In certain clinical situations, procalcitonin is a useful marker for the diagnosis of bacterial infection,33 and some authors suggest that it should be measured in the exacerbations of COPD to help with the introduction of antibiotics.34 In this study, we found no association of procalcitonin values and the primary outcome. However, with respect to the secondary outcome, death, in addition to age and cancer, we found that elevated procalcitonin predicted a worse outcome. Procalcitonin is associated with worse outcomes in certain infectious diseases, such as pneumonia.35 However, its impact on long-term outcomes in COPD is surprising and remains to be confirmed in a larger study. The nonsystematic measurement in the emergency department meant that this information was often missing and makes correct interpretation difficult.
The sensitivity analysis from the multiple imputation confirmed the findings mentioned previously (age, severity of COPD, diabetes, cancer, creatinine, and respiratory rate). In addition, this analysis suggests that PaCO2 at admission is associated with the primary outcome. Presumably, this is a reflection of the severity of the exacerbation. Increase in weight was associated with a better outcome, and this is in line with previous findings.
With respect to mortality, three predictors were significant in the multivariate analysis, which were age, cancer, and procalcitonin. Other comorbidities and severity of lung function impairment were not significant. Age and cancer are expected factors, and procalcitonin was a new finding. This has not been described previously. Procalcitonin is a recognized prognostic factor in pneumonia, but its implication in long-term prognosis is not easy to understand. Due to the multiple testing issues, this finding should be interpreted with caution and probably requires replication in a larger cohort.
Strengths of our study include a nonselected population representative of the global COPD population. We were able to take into account many important covariates, including clinical and biological evaluations at admission and at the end of the hospital stay. We believe that some of the analyzed covariates are readily available in daily practice. To limit the impact of missing variables, an imputation analysis was carried out and this confirmed the primary findings of the study.

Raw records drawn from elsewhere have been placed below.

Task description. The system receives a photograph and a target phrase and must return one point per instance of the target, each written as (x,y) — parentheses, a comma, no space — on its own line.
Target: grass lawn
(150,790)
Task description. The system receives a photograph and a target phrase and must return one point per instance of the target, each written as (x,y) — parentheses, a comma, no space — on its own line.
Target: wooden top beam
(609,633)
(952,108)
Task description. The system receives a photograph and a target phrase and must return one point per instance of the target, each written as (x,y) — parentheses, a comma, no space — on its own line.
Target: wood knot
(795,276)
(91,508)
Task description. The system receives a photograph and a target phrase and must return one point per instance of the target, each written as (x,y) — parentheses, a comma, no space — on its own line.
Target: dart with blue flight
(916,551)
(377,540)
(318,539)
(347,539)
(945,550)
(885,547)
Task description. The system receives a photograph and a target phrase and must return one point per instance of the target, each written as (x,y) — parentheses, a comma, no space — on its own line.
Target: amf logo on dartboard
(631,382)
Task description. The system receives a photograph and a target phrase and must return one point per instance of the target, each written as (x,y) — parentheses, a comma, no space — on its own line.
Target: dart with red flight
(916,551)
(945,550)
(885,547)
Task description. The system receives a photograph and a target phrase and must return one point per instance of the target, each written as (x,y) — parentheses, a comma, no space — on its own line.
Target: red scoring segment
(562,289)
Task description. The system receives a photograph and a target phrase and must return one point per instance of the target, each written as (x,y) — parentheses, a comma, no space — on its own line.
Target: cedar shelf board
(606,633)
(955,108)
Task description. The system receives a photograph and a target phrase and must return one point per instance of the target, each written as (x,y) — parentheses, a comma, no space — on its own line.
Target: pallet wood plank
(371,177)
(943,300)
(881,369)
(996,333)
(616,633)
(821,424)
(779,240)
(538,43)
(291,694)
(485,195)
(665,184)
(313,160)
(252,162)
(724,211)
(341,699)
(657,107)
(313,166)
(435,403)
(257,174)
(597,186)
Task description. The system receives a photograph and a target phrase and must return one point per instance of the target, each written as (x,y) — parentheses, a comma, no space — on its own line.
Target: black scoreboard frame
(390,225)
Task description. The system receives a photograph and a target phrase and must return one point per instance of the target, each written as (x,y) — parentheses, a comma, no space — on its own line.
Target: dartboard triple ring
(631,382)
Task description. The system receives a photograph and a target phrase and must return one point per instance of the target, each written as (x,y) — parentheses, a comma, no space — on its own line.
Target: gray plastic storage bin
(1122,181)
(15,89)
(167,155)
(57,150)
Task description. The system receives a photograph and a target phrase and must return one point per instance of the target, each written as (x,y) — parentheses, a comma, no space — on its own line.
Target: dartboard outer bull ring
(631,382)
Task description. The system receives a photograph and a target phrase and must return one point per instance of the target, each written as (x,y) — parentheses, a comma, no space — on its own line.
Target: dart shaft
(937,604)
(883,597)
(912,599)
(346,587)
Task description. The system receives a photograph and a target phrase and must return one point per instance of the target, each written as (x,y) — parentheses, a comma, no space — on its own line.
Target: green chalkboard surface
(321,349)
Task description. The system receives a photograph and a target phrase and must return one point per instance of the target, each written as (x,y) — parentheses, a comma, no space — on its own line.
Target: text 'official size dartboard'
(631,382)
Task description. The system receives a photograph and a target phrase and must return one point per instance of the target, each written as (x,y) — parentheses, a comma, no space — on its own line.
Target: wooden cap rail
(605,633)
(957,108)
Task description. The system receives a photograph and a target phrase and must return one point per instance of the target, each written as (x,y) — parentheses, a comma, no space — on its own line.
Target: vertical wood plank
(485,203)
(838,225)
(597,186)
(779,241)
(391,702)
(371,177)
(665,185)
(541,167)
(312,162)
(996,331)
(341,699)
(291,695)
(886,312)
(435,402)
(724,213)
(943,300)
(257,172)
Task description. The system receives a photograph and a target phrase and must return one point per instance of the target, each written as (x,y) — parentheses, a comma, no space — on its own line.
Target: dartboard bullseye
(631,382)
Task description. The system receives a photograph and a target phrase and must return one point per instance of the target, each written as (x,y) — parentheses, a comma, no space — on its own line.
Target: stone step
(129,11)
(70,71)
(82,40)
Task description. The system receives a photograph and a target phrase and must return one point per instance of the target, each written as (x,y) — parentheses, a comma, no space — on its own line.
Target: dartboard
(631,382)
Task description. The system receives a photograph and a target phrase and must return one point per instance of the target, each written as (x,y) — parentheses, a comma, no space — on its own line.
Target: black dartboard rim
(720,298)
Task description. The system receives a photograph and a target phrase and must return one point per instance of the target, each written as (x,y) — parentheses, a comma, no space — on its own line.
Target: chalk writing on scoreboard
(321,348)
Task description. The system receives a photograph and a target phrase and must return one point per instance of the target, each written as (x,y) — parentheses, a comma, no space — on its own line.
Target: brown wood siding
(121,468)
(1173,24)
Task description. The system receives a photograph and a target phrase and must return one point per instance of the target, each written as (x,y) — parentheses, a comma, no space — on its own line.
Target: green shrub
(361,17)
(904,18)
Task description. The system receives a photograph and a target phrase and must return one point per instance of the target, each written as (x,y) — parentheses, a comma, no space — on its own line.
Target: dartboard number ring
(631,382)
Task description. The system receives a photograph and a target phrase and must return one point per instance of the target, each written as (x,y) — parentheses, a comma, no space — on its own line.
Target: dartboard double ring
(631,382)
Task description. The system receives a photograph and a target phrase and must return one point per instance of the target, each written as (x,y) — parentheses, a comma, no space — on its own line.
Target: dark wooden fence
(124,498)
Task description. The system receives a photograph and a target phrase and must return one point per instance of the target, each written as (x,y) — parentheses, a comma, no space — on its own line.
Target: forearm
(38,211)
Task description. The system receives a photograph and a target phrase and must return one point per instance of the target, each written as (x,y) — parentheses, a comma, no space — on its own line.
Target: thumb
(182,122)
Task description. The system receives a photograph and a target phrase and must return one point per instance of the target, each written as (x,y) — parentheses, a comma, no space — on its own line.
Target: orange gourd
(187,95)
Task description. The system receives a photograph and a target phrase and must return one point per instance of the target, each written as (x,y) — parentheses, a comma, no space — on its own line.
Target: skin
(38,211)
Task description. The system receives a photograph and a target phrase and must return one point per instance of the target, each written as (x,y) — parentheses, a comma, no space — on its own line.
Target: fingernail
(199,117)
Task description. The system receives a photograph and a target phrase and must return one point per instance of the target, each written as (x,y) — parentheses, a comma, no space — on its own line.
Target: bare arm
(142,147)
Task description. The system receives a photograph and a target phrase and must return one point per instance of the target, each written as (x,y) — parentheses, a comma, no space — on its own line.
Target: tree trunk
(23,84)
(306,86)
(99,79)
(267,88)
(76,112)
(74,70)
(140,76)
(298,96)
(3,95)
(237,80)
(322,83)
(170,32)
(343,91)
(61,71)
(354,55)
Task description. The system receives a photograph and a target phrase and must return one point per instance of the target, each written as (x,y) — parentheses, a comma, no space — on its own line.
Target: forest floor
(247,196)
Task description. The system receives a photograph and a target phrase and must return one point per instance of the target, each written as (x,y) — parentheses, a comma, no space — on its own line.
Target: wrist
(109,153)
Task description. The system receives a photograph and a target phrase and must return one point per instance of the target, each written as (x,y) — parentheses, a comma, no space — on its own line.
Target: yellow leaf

A limitation of our study is its retrospective design with inherent bias, such as indication bias, not being excluded. This design also meant that several potential predictors were not sought out. These include previous admission for an exacerbation of COPD and the presence of functional impairment. Readmissions were only tracked at Geneva University Hospitals, but this represents a minor issue as it is the main and only public hospital in the region. Another limitation is the use of all cause mortality, as opposed to specific etiologies. These data were not systematically available.
COPD remains of ominous prognosis, especially after exacerbation requiring hospitalization. Baseline pulmonary function remains the strongest predictor of mortality and new admission. Demographical factors, such as age and comorbidities, notably diabetes and cancer, are closely associated with the outcome of the patient. Respiratory rate at admission appears to be the most prognostic clinical parameter. A prospective validation is, however, still required to enable the identification of patients at higher risk of death or readmission.
The authors report no conflicts of interest in this work.